Assisted driving name blame
Before being dismissed as a Luddite, I admit to being a cautious admirer of systems that are intended to make driving both easier and safer, especially from a technical point of view. Yet, production cars are not fully-autonomous, even though one might think that they are able to drive themselves.
In their quest to be less demanding on the driver, I argue that degrees of driver-assistance systems have been fitted to cars for years. From the removal of manual ignition advance/retard controls from the steering column on pre-war vehicles, through to the increasing popularity of the automatic gearbox, power-assisted steering, cruise control and anti-skid systems all becoming virtually universal, technology has sought to make the car more user-friendly, by taking away some of the effort expended by the driver.
Yet, the increasing pace of electronics has seen motorcar development accelerate. While adding a camera and/or radar (which is likely to be supplemented by GPS mapping in the near future) has, quite literally, given the car ‘eyes’, it has heralded a number of Advanced Driver Assistance Systems (ADAS) that build upon the older technologies mentioned earlier.
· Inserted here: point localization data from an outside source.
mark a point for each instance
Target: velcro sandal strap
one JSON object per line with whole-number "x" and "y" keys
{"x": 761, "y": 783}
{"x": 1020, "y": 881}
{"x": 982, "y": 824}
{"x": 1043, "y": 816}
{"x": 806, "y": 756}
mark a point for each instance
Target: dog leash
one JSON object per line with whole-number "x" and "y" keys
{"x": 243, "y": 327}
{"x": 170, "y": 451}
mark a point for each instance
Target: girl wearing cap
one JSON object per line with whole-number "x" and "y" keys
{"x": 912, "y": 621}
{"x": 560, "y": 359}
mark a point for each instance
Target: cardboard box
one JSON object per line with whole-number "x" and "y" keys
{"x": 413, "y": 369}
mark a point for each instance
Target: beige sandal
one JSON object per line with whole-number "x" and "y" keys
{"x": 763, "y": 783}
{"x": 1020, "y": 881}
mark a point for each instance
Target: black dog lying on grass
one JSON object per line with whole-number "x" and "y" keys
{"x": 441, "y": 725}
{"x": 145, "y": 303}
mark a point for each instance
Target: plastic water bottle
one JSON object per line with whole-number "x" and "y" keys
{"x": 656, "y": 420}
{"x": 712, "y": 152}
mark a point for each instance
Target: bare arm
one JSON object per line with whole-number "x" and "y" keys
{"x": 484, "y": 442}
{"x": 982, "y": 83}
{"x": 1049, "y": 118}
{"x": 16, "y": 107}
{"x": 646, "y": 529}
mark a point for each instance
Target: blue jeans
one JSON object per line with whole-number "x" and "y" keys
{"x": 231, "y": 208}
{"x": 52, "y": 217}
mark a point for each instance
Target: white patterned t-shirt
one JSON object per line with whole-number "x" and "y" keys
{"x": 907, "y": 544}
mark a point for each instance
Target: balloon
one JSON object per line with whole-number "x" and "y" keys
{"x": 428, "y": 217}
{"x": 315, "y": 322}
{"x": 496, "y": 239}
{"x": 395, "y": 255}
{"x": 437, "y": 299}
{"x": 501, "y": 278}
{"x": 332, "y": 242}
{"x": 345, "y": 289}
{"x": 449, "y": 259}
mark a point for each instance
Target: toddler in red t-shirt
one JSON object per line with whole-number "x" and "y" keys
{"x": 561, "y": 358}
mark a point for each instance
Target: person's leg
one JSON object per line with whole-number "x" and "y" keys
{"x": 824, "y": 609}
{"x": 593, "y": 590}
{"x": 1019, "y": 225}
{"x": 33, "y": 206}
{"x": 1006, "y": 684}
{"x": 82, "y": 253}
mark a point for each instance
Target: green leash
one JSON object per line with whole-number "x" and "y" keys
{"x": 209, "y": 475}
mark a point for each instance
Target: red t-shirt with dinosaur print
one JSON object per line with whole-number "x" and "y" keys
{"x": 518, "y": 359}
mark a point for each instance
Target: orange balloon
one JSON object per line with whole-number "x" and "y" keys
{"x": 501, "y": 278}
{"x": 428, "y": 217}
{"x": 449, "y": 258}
These include not only auto-dip matrix headlamps but also auto-brake and distance cruise capabilities. By linking these systems together to other functions in the car, all of which are monitored and controlled electronically (such as Electric Power Steering), the car can, quite literally, drive itself – but the fully-autonomous car is far from a safe reality even though this seems not to be realised by many drivers.
Thatcham Research and the Association of British Insurers (ABI) have called for greater clarity around the capability of vehicles sold with assisted driving technologies, due to incidents being blamed on drivers being over-reliant on the technology, with Thatcham reporting:
“We are starting to see real-life examples of the hazardous situations that occur when motorists expect the car to drive and function on its own. Specifically, where the technology is taking ownership of more and more of the driving task but the motorists may not be sufficiently aware that they are still required to take back control in problematic circumstances.”
Marketing to blame?
Thatcham blames carmakers for their promotional and naming policies. It highlights nomenclature, such as ‘Autopilot’ and ‘ProPilot’ as unclear terms that infer that the car can do more than it can.
The ABI advises that, drivers need to remain alert and be ready to take back control at all times. More tellingly, it revealed that the insurance industry is ready to hold manufacturers to account, if they are irresponsible in their descriptions of what a vehicle can do.
If you are looking to buy a new car and are confused about the technologies, not only ask your salesman to explain but also consult Thatcham’s advice document, which should provide a degree of clarity. Crucially, never forget that these systems should not replace your own skill and judgement.